Northann Corp. (NCL) director Jing Zhang reported recent changes in ownership of the company’s common stock. On 09/11/2025, Zhang sold 63,740 shares of common stock at a price of $0.147 per share, leaving no shares beneficially owned after that transaction. On 11/17/2025, Zhang received 5,725 shares of common stock as compensation under the Issuer's 2023 Equity Incentive Plan, resulting in beneficial ownership of 5,725 shares held directly.

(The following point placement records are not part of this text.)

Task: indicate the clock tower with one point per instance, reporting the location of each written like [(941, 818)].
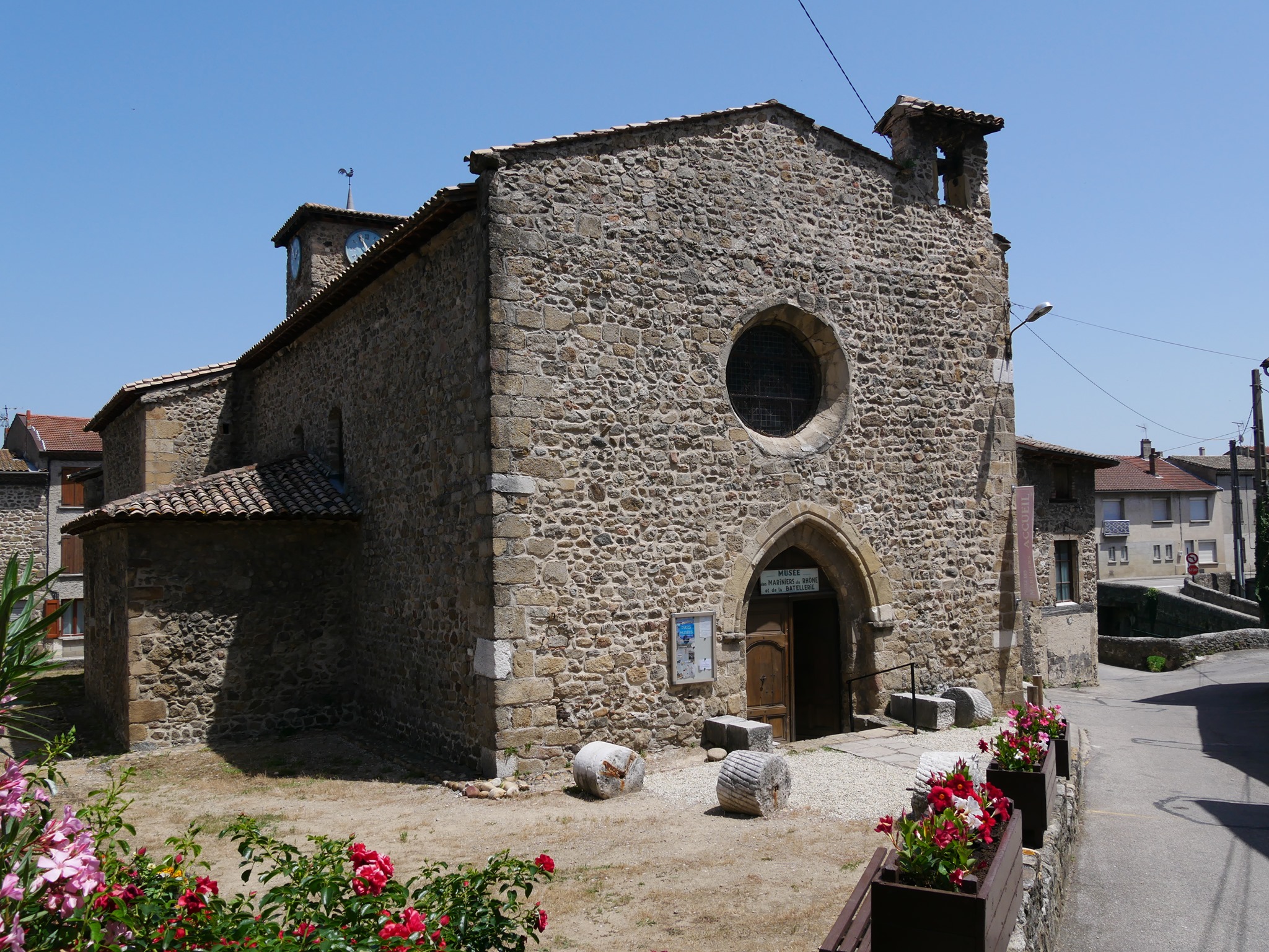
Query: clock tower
[(323, 242)]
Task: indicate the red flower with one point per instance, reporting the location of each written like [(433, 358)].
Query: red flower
[(939, 798)]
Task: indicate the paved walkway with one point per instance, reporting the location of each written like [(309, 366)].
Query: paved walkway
[(1174, 854)]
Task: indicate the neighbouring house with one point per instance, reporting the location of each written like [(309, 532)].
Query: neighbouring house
[(1220, 471), (644, 426), (1060, 631), (40, 496), (1153, 515)]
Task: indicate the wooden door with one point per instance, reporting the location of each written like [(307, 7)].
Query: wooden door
[(767, 665)]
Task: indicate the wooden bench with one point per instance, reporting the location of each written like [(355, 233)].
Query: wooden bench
[(853, 930)]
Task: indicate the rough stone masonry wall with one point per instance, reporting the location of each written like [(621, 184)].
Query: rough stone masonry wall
[(620, 271), (1061, 642), (231, 629), (123, 453), (23, 520), (406, 365)]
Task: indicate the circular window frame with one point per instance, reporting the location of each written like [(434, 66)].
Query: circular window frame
[(820, 339)]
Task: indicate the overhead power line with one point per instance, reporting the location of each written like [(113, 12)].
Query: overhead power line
[(1143, 337), (839, 65), (1139, 413)]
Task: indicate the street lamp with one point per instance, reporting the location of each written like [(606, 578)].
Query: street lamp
[(1036, 314)]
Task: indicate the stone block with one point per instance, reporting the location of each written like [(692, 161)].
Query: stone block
[(934, 714), (971, 706), (493, 659), (934, 762)]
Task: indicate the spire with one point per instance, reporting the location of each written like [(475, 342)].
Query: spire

The filing notes that the 63,740-share figure does not reflect a 1:8 reverse stock split that Northann effected on October 7, 2025.
Northann Corp (NCL) filed its Q3 2025 10‑Q, reporting a sharp swing to losses as tariffs and higher input costs pressured results. Q3 revenue was $3,545,412 (up 38.6% year over year), but gross margin fell to -40.6%, driving a net loss of $8,799,313 for the quarter. For the nine months, revenue was $8,689,360 with a net loss of $13,691,600.
Cash was $40,883 and the company reported a working capital deficit of $2,427,539. Management disclosed that these conditions “gave rise to substantial doubt” about continuing as a going concern. Unearned revenue reached $1,594,981, current loans were $1,279,857, and non‑current loans increased to $2,923,281.
Results were affected by higher U.S. tariffs on goods imported from China (Q3 tariffs $251,728) and customer concentration; one customer accounted for about 82% of nine‑month revenue. On October 7, 2025, the company effected a 1‑for‑8 reverse stock split. As of November 12, 2025, 22,724,784 common shares and 1,250,000 Series A preferred shares were outstanding.
Northann Corp. (NCL) filed an amended S-1 to register the resale of up to 15,000,000 shares of common stock by selling stockholders, as adjusted to reflect the 1-for-8 reverse stock split effected on October 7, 2025. These shares were previously issued and may be sold from time to time in public or private transactions at prevailing or negotiated prices.
Northann is not selling any shares and will receive no proceeds from sales by the selling stockholders; they will receive all sale proceeds. No underwriter has been engaged. The registered shares include up to 5,000,000 shares issued under the Oneflow SPA on March 31, 2025, and up to 10,000,000 shares issued under the X29 SPA on September 3, 2025. Northann’s common stock trades on the NYSE under “NCL”; the last reported sale price on October 23, 2025 was $0.6318 per share.
Northann Corp. (NCL) reported an insider equity award. A director acquired 63,740 shares of common stock on 07/29/2025 with transaction code A, reflecting a grant under the company’s 2023 Equity Incentive Plan as compensation.
The reported price was $0 for the award. Following the transaction, the director beneficially owned 63,740 shares, held directly.
Northann Corp. (NCL) reported an initial insider ownership filing. A director filed a Form 3 stating no securities are beneficially owned as of the event date 01/01/2025. The filing was made by one reporting person.
This is an administrative disclosure under Section 16 and does not reflect any transaction, pricing, or proceeds. It simply establishes the insider’s starting ownership position as zero at the time indicated.